II - Questões a apreciar
Importa apreciar e decidir as questões colocadas pela Recorrente, sendo que o objeto do Recurso se acha balizado pelas conclusões expressas nas respetivas alegações, nos termos dos Artº 5º, 608º, nº 2, 635º, nº 3 e 4, todos do CPC, ex vi Artº 140º CPTA, onde se suscita, designadamente, a impossibilidade do tribunal a quo revogar pretérito rol de testemunhas já admitido.

III – Dos Factos
Para enquadrar factualmente a matéria controvertida, infra se transcreve, no que aqui releva, o teor do Despachos conexos com o Recurso apresentado:
a) Despacho de 12 de outubro de 2017:
“Por tempestivamente apresentado, admito o aditamento da identificada testemunha, ao rol já apresentado pela Autora”.
b) Despacho de 20 de outubro de 2017 (Despacho Recorrido)
“Efetivamente, assiste razão ao Réu, porquanto, ao contrário do tínhamos pressuposto na base do nosso despacho datado de 12 de outubro de 2017, a Autora não apresentou Rol de testemunhas.

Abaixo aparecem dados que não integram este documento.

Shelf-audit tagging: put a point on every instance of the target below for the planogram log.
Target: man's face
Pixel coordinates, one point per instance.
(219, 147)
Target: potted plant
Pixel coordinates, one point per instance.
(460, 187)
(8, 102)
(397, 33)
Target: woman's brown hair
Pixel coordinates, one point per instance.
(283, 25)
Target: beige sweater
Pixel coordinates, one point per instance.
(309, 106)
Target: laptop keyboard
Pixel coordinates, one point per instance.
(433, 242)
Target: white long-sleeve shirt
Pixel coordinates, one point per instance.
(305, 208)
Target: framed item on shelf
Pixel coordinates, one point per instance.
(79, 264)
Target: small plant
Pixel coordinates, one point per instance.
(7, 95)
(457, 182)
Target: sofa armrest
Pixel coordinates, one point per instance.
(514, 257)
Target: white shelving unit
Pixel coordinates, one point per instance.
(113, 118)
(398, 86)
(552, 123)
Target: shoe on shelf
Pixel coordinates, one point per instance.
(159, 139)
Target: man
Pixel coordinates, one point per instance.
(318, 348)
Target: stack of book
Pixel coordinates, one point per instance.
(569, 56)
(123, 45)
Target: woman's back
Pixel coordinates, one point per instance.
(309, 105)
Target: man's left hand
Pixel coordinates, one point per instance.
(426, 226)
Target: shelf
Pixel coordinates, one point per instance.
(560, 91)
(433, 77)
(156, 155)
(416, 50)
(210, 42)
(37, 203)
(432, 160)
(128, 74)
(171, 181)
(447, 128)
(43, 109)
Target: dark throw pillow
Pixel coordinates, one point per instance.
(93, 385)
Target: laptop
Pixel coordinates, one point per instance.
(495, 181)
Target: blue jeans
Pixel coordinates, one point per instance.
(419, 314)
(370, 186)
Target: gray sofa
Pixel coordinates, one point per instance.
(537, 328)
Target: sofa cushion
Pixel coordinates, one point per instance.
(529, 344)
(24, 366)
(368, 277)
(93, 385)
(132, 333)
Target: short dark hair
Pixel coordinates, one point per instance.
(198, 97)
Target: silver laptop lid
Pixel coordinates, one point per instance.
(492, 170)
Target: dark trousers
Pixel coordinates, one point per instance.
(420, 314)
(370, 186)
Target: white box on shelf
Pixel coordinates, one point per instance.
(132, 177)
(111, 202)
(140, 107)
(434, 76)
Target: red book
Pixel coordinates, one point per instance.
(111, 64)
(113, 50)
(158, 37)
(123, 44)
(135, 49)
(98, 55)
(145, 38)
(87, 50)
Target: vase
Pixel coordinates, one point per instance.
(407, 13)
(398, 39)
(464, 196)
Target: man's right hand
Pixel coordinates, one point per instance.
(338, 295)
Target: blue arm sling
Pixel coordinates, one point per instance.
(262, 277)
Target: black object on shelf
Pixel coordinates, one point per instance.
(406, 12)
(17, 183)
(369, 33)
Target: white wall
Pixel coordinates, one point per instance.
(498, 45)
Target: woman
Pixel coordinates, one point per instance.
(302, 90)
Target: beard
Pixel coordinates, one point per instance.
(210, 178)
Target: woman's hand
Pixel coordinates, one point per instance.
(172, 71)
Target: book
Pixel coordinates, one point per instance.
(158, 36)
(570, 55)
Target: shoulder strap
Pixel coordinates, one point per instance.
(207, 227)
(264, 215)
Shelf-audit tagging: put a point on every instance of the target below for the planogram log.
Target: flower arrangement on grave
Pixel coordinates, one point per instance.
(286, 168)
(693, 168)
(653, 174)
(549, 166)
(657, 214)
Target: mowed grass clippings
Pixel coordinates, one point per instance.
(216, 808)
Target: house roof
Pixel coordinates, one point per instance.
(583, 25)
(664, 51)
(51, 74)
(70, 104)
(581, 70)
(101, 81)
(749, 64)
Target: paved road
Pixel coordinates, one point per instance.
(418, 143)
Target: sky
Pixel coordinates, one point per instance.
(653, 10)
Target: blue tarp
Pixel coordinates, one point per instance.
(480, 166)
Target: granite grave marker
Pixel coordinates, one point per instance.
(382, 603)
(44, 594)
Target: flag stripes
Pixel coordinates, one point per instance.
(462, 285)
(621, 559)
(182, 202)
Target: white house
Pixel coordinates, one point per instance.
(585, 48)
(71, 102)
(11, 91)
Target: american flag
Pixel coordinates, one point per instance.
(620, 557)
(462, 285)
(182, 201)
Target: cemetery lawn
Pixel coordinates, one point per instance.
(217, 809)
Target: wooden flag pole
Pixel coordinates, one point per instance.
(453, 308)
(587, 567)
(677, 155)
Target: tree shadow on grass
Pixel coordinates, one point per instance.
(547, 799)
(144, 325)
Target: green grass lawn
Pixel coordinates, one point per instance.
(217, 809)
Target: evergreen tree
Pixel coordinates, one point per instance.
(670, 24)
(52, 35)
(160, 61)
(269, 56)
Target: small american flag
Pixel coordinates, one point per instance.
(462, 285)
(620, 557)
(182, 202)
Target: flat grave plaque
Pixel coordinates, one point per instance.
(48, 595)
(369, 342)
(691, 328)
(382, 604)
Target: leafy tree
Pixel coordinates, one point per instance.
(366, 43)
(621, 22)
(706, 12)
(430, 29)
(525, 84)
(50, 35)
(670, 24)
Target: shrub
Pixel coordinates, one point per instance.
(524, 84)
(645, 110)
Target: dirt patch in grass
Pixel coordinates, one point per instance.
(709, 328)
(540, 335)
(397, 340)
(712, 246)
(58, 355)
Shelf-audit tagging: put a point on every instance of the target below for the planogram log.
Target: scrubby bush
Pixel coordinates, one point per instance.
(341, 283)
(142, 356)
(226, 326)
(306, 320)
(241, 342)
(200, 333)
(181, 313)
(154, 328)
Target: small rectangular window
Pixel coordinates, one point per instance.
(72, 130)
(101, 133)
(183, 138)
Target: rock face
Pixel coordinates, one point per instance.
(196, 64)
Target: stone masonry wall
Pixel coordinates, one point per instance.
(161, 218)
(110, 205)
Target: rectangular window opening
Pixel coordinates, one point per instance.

Por conseguinte, tendo subjacente o disposto nos artigos 196.º, 197.º e 195.º, todos do CPC, declaro a nulidade do nosso despacho datado de 12 de outubro de 2017 e dos ulteriores termos que o mesmo motivou, e consequentemente, a identificada Elisabete Pacheco não é admitida como testemunha, porque a sua intervenção nos autos pode influir no exame ou na decisão da causa.
Não se procede à audição da Autora, dada a manifesta desnecessidade - Cfr. artigos 3.º, n.º 3 e 201.º, ambos do CPC.
c) Despacho de 30 de outubro de 2017:
“Como decorre da Petição inicial, nela não consta requerida a produção de prova testemunhal por parte da Autora.
Neste patamar, não tendo a Autora apresentado rol de testemunhas, antes apenas e só, junta aos autos 4 documentos, não admito a apresentação da testemunha ora indicada pela Autora, dada a manifesta extemporaneidade da sua apresentação, desde logo porque com a indicação desta testemunha o que a Autora pretende fazer é apresentar ao Tribunal um tipo de prova que nunca requereu nos autos, razão porque nos termos do artigo 598.º, n.º 2, do CPC, a referida testemunha apresentada nunca pode ser tida como aditamento ou uma alteração ao rol apresentado.”

IV – Do Direito
Importa pois analisar e decidir o suscitado.
Independentemente da ponderação da suscetibilidade da apresentação de testemunhas apenas na audiência prévia, sem que tenha sido indicada previamente qualquer testemunha na Petição Inicial, nos termos do Artº 598º CPC, há uma questão aqui incontornável e que reside no facto de, mesmo que se anulasse o despacho recorrido de 20 de outubro de 2017, que declarou a nulidade do pretérito despacho de 12 de outubro que havia admitido o aditamento a rol inexistente, tal facto não invalidaria o despacho de 30 de outubro de 2017, proferido em Audiência Final, que veio reafirmar a não admissão da testemunha indicada pela Autora.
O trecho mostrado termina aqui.